The misassemblies in the Hi-C de novo scaffolds may not come as a surprise to some of you. This technique is susceptible to these types of misassemblies, especially false inversions. What may be more surprising is how structurally accurate the reference-guided pseudomolecule is. However, as before, I would argue that since our input assembly was highly contiguous, and since these two genotypes are closely related, it is less surprising that we see these positive results.

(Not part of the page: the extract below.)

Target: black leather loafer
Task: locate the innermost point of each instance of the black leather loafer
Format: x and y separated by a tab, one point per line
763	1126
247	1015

Of course, there are many applications where de novo scaffolding is not only ideal, but the only option, such as in cases where there is no reference genome available. Though I still think Hi-C based scaffolding is a tremendous tool, one that I will be using for many future projects, I also think there are now many applications where a reference-guided approach may be just as good, if not better.
Update (June 4, 2019)¶
In version 1.1 of RaGOO, we have added a new misassembly correction module. Misassembly correction consists of two steps. Firstly, we identify potential misassemblies by finding suspicious discrepancies in the alignments between the query and reference genomes. From these, we establish candidate contig breakpoints that would correct these discrepancies. Secondly, given these candidate breakpoints, we align sequencing reads (short or error corrected long reads) to the contigs in order to validate the presence of a misassembly. Misassemblies should show exceptionally high or low coverage at breakpoints, whereas non-misassemblies should show normal coverage. This allows us to leverage the reference genome to identify potential misassemblies while having some validation that we are not simply masking true structural variation.
I would like to acknowledge Steven Salzberg and Aleksey Zimin who helped with this feature of RaGOO. The core algortihms for misassembly correction are from components of Aleksey's MaSuRCA assembler.